Back in December, some planning tech enthusiasts got together to sketch out some common planning processes, and ways that technology might improve those processes. One of the goals of the evening was to translate the sketched diagrams into useful data for future use, ideally in online diagrammed forms.
My group focused on land use data, this is a belated summary of our enjoyable and productive discussion. As the photos of the diagrams show, they weren’t particularly linear, flow-chart like or mind mappable, so rather than try to squeeze them into these formats I’ve written some detailed notes below, also available on Google Docs.
Next steps? Definitely need to define the problems of the petri dish model more clearly - and like transit data, there’s a big opportunity for a positive message around greater sharing of use data. OSM shows the way, how far away can a comprehensive, crowd sourced land use layer be?
The petri-dish model of land use data (a.k.a. the problem)

What is land use data?
- description of uses on the ground, what specifically happens on this piece of land
Data is out there…
- small fragments of data
- lots of gaps
- proprietary information that most people can’t access
- each user only sees a small part of the overall picture
People need data to
- make accurate assessments of the situation for better planning
- base goals in reality (e.g. models of carbon emissions, vmt)
- plan for suitable development
- explain the big picture
- informal uses
But the map data have lots of problems
- neighborhood maps
- names all wrong
- data availability
- can’t get it
- up to date?
- no, often out of data
- created for a specific need
- not re-shared for other uses
- leads to repeat work
- data quality
- not useful for what other people want to do
- no incentive to share
- why should anyone share data, no benefits
- licenses
- even if you get data, can’t work with it
- can’t share with others
- problems with creating derivative products
The ecosystem model of land use data (a.k.a. the solution)
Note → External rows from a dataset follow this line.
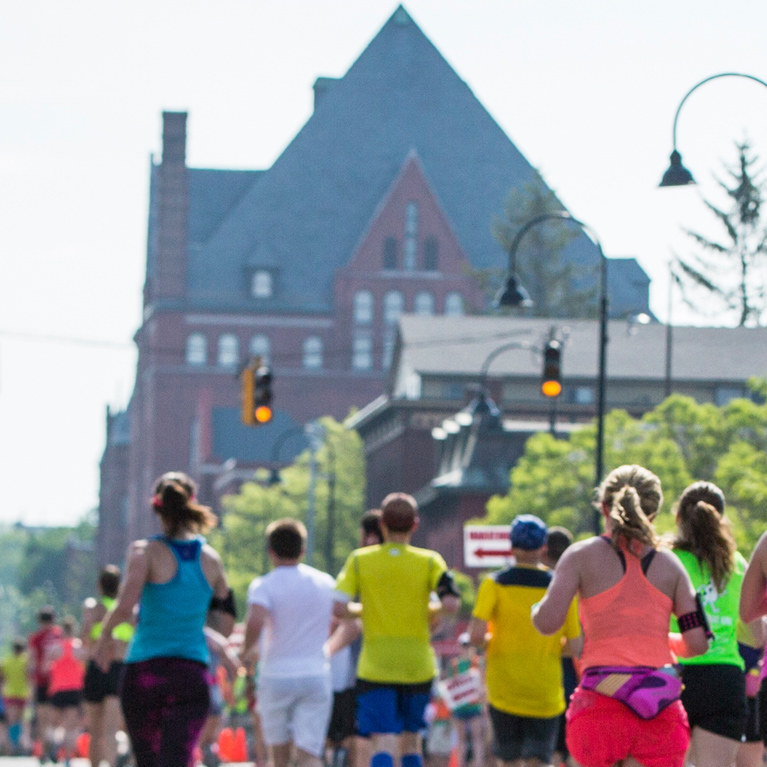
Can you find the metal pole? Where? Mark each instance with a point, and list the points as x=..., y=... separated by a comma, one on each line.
x=602, y=356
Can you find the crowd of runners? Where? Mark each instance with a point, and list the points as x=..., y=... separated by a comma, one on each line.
x=620, y=649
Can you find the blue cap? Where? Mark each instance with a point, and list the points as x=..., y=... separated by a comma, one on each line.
x=528, y=532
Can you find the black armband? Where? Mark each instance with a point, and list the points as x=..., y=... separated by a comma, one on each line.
x=224, y=604
x=446, y=585
x=689, y=621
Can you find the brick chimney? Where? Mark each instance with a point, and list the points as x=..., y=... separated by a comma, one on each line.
x=172, y=210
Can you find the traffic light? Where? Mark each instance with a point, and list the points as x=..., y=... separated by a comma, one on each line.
x=247, y=389
x=262, y=395
x=551, y=382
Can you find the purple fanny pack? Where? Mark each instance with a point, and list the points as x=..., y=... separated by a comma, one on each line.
x=645, y=690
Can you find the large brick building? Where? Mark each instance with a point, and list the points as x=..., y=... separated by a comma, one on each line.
x=383, y=203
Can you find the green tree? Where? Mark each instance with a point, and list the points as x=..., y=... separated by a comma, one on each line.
x=681, y=440
x=730, y=274
x=339, y=494
x=554, y=284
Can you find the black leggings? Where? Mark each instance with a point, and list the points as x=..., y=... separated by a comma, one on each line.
x=165, y=703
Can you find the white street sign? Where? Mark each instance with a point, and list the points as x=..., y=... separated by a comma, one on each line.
x=486, y=546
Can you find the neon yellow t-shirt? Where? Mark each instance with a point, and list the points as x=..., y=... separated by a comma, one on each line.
x=393, y=581
x=15, y=671
x=523, y=667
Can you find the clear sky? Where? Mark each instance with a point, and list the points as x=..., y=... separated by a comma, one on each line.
x=586, y=89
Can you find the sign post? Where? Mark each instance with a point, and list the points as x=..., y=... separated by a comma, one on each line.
x=486, y=546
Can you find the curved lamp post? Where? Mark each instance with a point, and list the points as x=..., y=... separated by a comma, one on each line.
x=602, y=355
x=677, y=174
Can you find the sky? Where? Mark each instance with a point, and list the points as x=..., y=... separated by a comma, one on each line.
x=586, y=90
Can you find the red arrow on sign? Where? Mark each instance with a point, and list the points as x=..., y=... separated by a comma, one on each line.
x=492, y=553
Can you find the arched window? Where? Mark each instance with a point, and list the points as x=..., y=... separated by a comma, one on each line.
x=260, y=347
x=196, y=349
x=431, y=254
x=228, y=350
x=313, y=352
x=394, y=303
x=411, y=236
x=424, y=303
x=454, y=305
x=390, y=253
x=362, y=352
x=363, y=307
x=261, y=284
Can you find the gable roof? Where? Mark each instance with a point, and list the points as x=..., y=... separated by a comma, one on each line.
x=304, y=216
x=307, y=212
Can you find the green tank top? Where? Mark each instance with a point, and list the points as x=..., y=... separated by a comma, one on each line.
x=721, y=610
x=123, y=631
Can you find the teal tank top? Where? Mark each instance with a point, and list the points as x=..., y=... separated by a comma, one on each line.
x=721, y=610
x=172, y=615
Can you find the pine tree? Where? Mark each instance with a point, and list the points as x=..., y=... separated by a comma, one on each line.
x=729, y=277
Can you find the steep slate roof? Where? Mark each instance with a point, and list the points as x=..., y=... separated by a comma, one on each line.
x=307, y=212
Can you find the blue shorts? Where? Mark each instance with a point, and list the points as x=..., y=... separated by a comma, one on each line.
x=391, y=708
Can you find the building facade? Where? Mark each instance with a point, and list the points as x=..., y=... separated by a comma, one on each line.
x=382, y=204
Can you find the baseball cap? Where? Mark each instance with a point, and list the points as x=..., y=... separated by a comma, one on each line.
x=528, y=532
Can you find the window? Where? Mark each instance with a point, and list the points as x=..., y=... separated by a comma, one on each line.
x=394, y=303
x=261, y=284
x=454, y=305
x=260, y=347
x=363, y=307
x=388, y=350
x=431, y=254
x=313, y=353
x=424, y=303
x=362, y=352
x=390, y=253
x=411, y=236
x=196, y=349
x=228, y=350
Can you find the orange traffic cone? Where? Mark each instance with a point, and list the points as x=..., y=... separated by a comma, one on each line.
x=225, y=744
x=83, y=744
x=239, y=746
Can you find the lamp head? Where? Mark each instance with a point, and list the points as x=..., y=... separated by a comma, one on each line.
x=677, y=174
x=513, y=294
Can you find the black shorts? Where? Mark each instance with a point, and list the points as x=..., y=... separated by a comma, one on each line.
x=66, y=699
x=99, y=684
x=342, y=717
x=714, y=697
x=523, y=737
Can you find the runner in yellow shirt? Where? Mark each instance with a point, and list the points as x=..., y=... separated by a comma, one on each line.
x=394, y=582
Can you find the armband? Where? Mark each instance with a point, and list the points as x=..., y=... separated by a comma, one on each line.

Rather than depending on the closed systems and limited access of the petri dish model, the land use ecosystem thrives on easy exchanges of information.
Land use data moves easily between different participants - local governments, planners, private sector, non-profits, individuals. Money is saved by removing the barriers to access, and the open sourcing of data collection reduces the burden of updating data on any individual organization.
Data are unencumbered by restrictive licenses, and exchange is governed by open protocols: standard for the data formats themselves, but more importantly for the types of information shared and how updates are passed and incorporated. Individual parcels can be updated in a wiki-esque, flickr-esque format, where changes can be added and are inspected and endorsed by other participants in the ecosystem.
Where once was discord and bad data, the ecosystem brings sharing and better data. Rather than each data user seeing a small piece of the overall data puzzle, the ecosystem model requires and lives on openness and collaboration.
p.s.
A great high wall there, it tried to stop me
A great big sign there, said ‘private property’
But on the other side, it didn’t say nothing
That side was made for you and me.
– Woody Guthrie, This Land Is Your Land.